The scenery is a delight and so are the people
IT’S one of the most liveable places in Australia.
Initially Buderim was the ideal escape from the heat of Queensland’s summers – the 180m high mountain provided cooling breezes and the shade of magnificent trees.
The rich volcanic soils have delighted early farmers as well as modern-day gardeners.
It’s a pleasant surprise of incredible variations. From the tranquil Buderim Waterfall Park to award-winning architecture and picturesque gardens.
Buderim has an encouraging climate to art and culture, education, health and well-being as well as fostering a sense of community.
Buderim was founded as a township more than 150 years ago. Lured by the topography and demographic, newcomers arrive from all over the globe to give it a worldly feeling.

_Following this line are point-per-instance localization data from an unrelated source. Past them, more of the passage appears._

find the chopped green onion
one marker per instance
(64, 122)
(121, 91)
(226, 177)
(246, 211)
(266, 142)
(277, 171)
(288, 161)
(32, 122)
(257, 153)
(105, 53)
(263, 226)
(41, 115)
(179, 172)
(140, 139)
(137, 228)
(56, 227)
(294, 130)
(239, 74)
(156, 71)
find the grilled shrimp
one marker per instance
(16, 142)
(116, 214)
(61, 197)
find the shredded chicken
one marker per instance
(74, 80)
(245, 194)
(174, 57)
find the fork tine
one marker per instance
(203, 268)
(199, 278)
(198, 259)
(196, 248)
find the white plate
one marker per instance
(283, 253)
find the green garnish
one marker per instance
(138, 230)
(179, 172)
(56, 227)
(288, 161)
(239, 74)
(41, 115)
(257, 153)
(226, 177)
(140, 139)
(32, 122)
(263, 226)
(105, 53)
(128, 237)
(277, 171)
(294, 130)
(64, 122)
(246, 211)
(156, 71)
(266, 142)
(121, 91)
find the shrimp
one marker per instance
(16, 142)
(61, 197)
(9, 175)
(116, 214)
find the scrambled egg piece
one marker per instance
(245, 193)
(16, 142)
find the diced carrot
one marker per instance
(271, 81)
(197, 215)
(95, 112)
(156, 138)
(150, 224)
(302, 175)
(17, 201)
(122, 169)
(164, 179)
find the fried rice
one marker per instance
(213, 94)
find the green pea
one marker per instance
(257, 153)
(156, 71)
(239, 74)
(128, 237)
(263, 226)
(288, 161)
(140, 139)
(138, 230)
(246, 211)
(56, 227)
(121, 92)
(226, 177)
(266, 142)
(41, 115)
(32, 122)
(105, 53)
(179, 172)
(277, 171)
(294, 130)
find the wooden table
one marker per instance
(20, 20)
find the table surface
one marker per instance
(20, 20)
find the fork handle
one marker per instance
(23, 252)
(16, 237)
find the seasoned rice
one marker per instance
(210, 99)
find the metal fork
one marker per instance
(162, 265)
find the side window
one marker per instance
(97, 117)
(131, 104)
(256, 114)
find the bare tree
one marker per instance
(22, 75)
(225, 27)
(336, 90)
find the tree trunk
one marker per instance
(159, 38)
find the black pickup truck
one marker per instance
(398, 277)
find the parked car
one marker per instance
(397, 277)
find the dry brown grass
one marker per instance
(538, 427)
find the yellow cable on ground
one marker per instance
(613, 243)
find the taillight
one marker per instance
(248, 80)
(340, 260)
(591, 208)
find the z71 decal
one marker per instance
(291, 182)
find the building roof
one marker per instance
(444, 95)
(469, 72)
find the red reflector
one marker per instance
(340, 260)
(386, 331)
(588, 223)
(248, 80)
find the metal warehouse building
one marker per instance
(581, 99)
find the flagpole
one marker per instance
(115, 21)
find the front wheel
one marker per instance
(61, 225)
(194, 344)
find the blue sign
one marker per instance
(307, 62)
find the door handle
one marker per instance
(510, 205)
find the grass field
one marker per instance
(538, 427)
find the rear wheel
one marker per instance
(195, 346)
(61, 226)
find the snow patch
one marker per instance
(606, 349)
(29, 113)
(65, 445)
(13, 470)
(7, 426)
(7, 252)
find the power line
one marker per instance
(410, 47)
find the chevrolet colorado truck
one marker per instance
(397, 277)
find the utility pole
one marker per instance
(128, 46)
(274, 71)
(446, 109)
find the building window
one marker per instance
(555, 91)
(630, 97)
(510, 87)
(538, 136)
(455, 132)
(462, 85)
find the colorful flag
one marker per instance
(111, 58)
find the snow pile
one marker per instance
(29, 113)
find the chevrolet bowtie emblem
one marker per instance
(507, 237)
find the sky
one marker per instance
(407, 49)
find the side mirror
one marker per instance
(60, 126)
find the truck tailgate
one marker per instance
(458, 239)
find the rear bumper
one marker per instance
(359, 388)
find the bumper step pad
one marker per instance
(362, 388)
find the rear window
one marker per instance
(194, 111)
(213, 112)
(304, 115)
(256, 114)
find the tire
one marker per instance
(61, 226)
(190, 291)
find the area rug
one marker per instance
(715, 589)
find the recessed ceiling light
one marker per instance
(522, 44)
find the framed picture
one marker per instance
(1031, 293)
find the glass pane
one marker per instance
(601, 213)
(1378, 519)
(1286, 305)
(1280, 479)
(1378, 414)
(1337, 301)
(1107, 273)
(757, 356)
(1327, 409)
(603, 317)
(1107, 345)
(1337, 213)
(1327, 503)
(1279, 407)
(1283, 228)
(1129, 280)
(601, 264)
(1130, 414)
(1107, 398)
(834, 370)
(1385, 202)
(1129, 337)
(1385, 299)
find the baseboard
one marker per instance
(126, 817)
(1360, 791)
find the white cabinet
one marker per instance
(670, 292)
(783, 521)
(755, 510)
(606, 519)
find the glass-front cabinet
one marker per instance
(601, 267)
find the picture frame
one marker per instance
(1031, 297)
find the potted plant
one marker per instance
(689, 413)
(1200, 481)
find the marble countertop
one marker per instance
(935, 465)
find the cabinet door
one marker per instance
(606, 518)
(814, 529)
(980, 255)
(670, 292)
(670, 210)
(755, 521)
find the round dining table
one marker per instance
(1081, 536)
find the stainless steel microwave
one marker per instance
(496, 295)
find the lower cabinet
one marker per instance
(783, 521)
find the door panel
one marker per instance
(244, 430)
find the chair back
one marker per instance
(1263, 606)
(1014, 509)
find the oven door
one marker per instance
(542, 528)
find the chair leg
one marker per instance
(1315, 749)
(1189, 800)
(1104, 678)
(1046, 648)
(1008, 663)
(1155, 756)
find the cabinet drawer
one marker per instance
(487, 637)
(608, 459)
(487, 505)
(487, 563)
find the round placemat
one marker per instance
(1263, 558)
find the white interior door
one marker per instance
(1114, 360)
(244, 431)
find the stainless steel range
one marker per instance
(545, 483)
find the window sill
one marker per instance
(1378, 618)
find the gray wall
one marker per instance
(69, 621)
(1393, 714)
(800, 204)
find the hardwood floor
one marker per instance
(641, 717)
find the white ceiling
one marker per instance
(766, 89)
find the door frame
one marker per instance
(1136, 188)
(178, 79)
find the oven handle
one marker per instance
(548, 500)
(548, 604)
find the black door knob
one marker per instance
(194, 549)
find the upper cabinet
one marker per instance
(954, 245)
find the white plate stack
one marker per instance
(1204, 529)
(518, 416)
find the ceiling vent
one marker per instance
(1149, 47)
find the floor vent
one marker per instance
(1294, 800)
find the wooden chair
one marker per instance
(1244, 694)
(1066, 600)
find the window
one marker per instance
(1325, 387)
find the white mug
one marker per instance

It is reflected in the financial as well as community services, an education hub as well as a centre for health and well-being.
Why so sought-after? A local contributes the popularity to the feeling of belonging.
“Locals love the sense of community and the fact that a 40,000 population can still feel like a small country town. They love the blend of young and old created by excellent retirement villages to the numbers of children going to school. Buderim residents love the leafy streets, gardens, views and fertile soil plus the links to the town’s heritage via Pioneer Cottage, the Old Post Office, the community hall, school oval and the descendants of pioneering families.”
The new Buderim Village Park off King St adds to the sense of community that has been created at the memorial hall and art cottage opposite, as well as Buderim Mountain State School.
Buderim is regarded as a knowledge hub, with its collection of private and public schools as well as the University of the Sunshine Coast. Immanual Lutheran College, Matthew Flinders Anglican College, Sunshine Coast Grammar, Siena Catholic College and Chancellor State College all form part of the Buderim community.
Health and well-being has long formed part of the Buderim culture, from the Buderim Private Hospital to all manner of private practices.
Never is the adage truer – buy land now, they aren’t making any more. In particular for those living “On Top”.
Boutique developments continue to spring up but there has also been a greater infill at Buderim in recent times, with larger residential blocks being subdivided or holdings amalgamated to create apartments.
A high-quality, rich, red volcanic loam it is, capable of producing almost anything – coffee, ginger (for which the town became famous), fruit and prize-winning gardens.
This volcanic plateau offers the best of both worlds, encompassing a hinterland environment within minutes to world-class beaches. Poinciana-lined streets bring people in and through the village while cooling summer breezes attribute to lowering the heat by as much as five degrees.
Buderim comprises classic Queenslanders through to contemporary-designed homes.
The real value lies in the land, which is renowned as solid real estate underpinning value, no matter the economic state.
An ocean view is prized, with the northern vista well-regarded for showcasing the best of the seasons and the southern outlook often referred to as the pretty outlook. To the west, the hinterland offers an array of reds and blues while the east looks out over Alexandra Headland to the ocean.
Buderim is regarded as blue-chip real estate, not inclined to take a backwards step.
The median house price sits at $630,000, according to CoreLogic – up from $605,000 at January 2017 and $487,000 in January 2013.
The median sale price for units sits at $405,000 at September 2017.